There were still, however, about ten peasants in the parish who had not been able to buy their seed-corn for the spring, inasmuch as they had spent all their earnings on cattle and corn for bread. I therefore made an agreement with them that I would lend them the money for it, and that if they could not repay me this year, they might the next, which offer they thankfully took; and we sent seven waggons to Friedland, in Mecklenburg, to fetch seed-corn for us all. For my beloved brother-in-law, Martin Behring, in Hamburg, had already sent me by the schipper Wulf, who had sailed home by Christmas, 700 florins for the amber: may the Lord prosper it with him!
Old Thiemcke died this winter in Loddin, who used to be the midwife in the parish, and had also brought my child into the world. Of late, however, she had had but little to do, seeing that in this year I only baptized two children, namely, Jung his son in Uekeritze, and Lene Hebers her little daughter, the same whom the Imperialists afterwards speared. _Item_, it was now full five years since I had married the last couple. Hence any one may guess that I might have starved to death had not the righteous God so mercifully considered and blessed me in other ways. Wherefore to him alone be all honour and glory. Amen.

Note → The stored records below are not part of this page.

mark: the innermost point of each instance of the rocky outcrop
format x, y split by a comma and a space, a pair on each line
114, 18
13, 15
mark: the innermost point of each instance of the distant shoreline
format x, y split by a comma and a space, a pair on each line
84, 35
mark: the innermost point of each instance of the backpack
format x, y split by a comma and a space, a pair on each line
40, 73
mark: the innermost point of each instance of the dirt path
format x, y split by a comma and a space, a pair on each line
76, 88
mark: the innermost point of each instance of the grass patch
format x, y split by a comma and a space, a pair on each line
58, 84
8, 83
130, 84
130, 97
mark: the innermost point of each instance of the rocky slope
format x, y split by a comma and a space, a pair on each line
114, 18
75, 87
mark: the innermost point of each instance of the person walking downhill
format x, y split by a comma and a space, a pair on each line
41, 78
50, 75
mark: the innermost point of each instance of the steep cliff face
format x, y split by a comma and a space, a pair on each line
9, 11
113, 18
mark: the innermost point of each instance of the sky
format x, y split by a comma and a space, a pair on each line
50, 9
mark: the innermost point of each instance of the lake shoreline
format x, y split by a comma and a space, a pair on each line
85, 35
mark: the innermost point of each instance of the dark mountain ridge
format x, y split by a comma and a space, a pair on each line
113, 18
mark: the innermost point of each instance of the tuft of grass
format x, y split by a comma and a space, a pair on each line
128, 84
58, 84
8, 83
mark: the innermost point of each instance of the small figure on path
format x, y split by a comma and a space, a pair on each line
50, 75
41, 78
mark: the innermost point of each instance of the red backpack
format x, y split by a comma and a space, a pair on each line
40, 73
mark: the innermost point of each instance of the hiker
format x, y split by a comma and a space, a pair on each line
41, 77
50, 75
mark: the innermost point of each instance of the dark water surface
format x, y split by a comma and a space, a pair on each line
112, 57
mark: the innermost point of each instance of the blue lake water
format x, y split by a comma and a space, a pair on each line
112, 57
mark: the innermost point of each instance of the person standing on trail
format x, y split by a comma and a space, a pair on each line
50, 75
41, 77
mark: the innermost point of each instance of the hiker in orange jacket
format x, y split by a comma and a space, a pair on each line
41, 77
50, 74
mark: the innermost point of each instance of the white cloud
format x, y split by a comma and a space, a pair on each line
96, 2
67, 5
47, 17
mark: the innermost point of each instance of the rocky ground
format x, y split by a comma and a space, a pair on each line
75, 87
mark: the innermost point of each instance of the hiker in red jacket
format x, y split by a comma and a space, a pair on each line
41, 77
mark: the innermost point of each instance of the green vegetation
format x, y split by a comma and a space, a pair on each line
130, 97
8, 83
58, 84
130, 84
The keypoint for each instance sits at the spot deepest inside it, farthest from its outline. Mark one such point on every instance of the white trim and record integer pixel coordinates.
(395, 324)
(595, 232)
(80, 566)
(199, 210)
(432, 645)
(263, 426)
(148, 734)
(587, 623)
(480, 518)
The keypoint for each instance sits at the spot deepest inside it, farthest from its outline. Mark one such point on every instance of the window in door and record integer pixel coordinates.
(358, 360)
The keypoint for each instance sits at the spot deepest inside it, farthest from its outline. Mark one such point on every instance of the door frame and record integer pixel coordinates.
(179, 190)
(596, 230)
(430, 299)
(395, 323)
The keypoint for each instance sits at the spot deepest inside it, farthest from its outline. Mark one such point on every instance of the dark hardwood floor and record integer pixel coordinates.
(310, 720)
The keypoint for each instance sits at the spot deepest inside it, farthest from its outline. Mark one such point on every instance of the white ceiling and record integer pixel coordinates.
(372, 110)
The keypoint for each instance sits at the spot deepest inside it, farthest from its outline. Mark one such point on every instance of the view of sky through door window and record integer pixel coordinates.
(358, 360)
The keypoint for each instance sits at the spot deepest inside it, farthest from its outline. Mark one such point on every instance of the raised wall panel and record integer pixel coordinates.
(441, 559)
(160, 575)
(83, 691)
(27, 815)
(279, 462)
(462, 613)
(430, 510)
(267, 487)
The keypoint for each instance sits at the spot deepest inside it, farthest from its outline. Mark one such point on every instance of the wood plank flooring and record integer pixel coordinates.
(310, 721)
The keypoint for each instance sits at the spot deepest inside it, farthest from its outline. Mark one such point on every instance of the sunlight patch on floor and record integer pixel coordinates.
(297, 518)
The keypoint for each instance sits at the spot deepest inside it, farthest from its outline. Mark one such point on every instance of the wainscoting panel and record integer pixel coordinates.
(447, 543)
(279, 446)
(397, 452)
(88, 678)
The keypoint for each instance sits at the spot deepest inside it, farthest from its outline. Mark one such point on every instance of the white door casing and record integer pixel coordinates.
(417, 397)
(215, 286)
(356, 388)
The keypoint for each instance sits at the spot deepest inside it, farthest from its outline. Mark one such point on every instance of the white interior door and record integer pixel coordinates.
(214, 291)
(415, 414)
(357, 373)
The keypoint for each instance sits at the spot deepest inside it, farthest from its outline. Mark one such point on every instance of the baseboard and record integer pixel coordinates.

Meanwhile, however, it so happened that, not long after the Sheriff had last been here, witchcraft began in the village. I sat reading with my child the second book of _Virgilius_ of the fearful destruction of the city of Troy, which was more terrible even than that of our own village, when a cry arose that our old neighbour Zabel his red cow, which he had bought only a few days before, had stretched out all-fours and seemed about to die; and this was the more strange as she had fed heartily but half an hour before. My child was therefore begged to go and pluck three hairs from its tail, and bury them under the threshold of the stall; for it was well known that if this was done by a pure maid the cow would get better. My child then did as they would have her, seeing that she is the only maid in the whole village (for the others are still children); and the cow got better from that very hour, whereat all the folks were amazed. But it was not long before the same thing befell Witthahn her pig, whilst it was feeding heartily. She too came running to beg my child for God's sake to take compassion on her, and to do something for her pig, as ill men had bewitched it. Hereupon she had pity on her also, and it did as much good as it had done before. But the woman, who was _gravida_, was straightway taken in labour from the fright; and my child was scarce out of the pigsty when the woman went into her cottage, wailing and holding by the wall, and called together all the woman of the neighbourhood, seeing that the proper midwife was dead, as mentioned above; and before long something shot to the ground from under her; and when the women stooped down to pick it up, the devil's imp, which had wings like a bat, flew up off the ground, whizzed and buzzed about the room, and then shot out of the window with a great noise, so that the glass clattered down into the street. When they looked after it nothing was to be found. Any one may judge for himself what a great noise this made in all the neighbourhood; and the whole village believed that it was no one but old Seden his squint-eyed wife that had brought forth such a devil's brat.